Time-Scale Coupling Between States and Parameters in Recurrent Neural Networks

Published: August 16, 2025 | arXiv ID: 2508.12121v3

By: Lorenzo Livi

Potential Business Impact:

Makes computer learning faster and more stable.

We study how gating mechanisms in recurrent neural networks (RNNs) implicitly induce adaptive learning-rate behavior, even when training is carried out with a fixed, global learning rate. This effect arises from the coupling between state-space time scales--parametrized by the gates--and parameter-space dynamics during gradient descent. By deriving exact Jacobians for leaky-integrator and gated RNNs, we obtain a first-order expansion that makes explicit how constant, scalar, and multi-dimensional gates reshape gradient propagation, modulate effective step sizes, and introduce anisotropy in parameter updates.
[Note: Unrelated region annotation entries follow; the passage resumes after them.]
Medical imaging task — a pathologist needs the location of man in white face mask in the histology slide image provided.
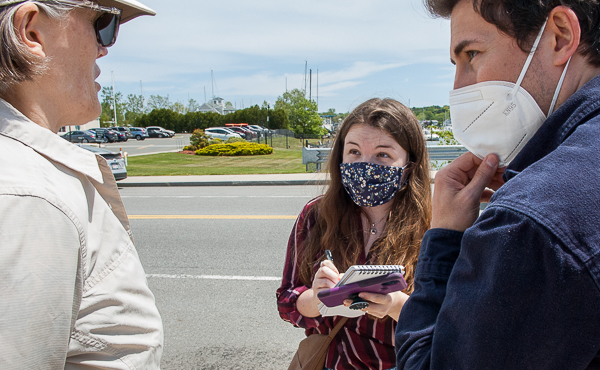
[396,0,600,369]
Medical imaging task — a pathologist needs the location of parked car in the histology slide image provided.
[204,127,242,141]
[90,128,119,143]
[61,130,104,143]
[146,126,175,138]
[79,145,127,181]
[129,127,149,141]
[110,129,129,142]
[248,125,269,135]
[423,129,440,141]
[227,127,256,140]
[110,127,133,141]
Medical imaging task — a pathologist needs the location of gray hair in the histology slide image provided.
[0,0,73,94]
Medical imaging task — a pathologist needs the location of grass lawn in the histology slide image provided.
[127,148,314,176]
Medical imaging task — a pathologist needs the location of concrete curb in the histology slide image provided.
[117,180,329,188]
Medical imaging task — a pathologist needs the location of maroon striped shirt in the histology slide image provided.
[277,198,396,370]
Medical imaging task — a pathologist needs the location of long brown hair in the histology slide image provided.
[300,99,431,293]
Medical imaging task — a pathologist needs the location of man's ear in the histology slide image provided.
[13,3,46,58]
[546,5,581,66]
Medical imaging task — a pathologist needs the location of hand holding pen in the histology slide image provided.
[312,250,340,294]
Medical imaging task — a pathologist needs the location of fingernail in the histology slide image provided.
[485,155,498,167]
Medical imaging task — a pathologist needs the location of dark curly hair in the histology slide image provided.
[423,0,600,67]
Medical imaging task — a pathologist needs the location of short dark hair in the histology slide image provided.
[424,0,600,66]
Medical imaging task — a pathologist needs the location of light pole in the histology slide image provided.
[265,102,273,146]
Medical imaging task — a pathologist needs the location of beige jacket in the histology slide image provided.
[0,100,163,370]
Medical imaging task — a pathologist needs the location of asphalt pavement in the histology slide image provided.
[120,186,324,370]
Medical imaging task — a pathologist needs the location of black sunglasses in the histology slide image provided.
[56,0,121,47]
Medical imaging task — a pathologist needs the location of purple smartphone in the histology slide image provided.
[317,272,406,310]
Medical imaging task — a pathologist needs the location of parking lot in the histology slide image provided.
[102,134,190,156]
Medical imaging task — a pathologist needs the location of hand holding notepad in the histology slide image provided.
[318,265,406,317]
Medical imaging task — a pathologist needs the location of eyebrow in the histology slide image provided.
[450,39,481,64]
[346,141,392,149]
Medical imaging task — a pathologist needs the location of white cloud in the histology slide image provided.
[98,0,449,111]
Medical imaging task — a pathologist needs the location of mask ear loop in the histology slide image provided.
[510,18,548,97]
[546,56,572,117]
[398,162,414,189]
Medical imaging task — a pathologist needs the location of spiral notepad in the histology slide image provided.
[336,265,404,286]
[319,265,404,317]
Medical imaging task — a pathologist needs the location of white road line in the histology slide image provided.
[146,274,281,281]
[121,195,314,199]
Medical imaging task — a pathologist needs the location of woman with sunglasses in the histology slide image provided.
[277,99,431,370]
[0,0,163,369]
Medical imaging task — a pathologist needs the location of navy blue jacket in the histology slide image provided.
[396,77,600,370]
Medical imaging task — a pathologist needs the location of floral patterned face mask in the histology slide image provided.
[340,162,413,207]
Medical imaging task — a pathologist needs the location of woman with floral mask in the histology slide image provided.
[277,99,431,370]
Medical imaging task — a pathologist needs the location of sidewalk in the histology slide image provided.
[117,173,328,188]
[117,171,437,188]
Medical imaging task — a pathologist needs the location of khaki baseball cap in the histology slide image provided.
[0,0,156,23]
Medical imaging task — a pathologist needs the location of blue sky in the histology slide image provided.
[97,0,454,112]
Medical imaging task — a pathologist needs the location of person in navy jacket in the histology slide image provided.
[395,0,600,369]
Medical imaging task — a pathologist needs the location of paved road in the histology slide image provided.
[120,186,321,370]
[102,134,190,156]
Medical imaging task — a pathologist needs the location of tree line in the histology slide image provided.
[100,87,326,135]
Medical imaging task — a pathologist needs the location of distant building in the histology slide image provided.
[58,119,100,132]
[197,97,236,115]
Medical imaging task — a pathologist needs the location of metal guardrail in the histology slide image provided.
[427,145,468,161]
[302,147,331,172]
[302,145,468,171]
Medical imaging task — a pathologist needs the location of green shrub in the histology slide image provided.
[184,128,222,150]
[226,137,247,144]
[196,142,273,156]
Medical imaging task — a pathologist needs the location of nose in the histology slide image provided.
[454,63,477,89]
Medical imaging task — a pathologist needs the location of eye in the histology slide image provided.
[465,50,479,60]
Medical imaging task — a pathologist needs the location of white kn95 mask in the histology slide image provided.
[449,18,571,167]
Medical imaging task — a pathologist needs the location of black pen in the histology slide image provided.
[325,249,333,262]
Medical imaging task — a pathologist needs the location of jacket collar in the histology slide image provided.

These findings reveal that gates not only control information flow, but also act as data-driven preconditioners that adapt optimization trajectories in parameter space. We further draw formal analogies with learning-rate schedules, momentum, and adaptive methods such as Adam. Empirical simulations corroborate these claims: in several sequence tasks, we show that gates induce lag-dependent effective learning rates and directional concentration of gradient flow, with multi-gate models matching or exceeding the anisotropic structure produced by Adam. These results highlight that optimizer-driven and gate-driven adaptivity are complementary but not equivalent mechanisms. Overall, this work provides a unified dynamical systems perspective on how gating couples state evolution with parameter updates, explaining why gated architectures achieve robust trainability and stability in practice.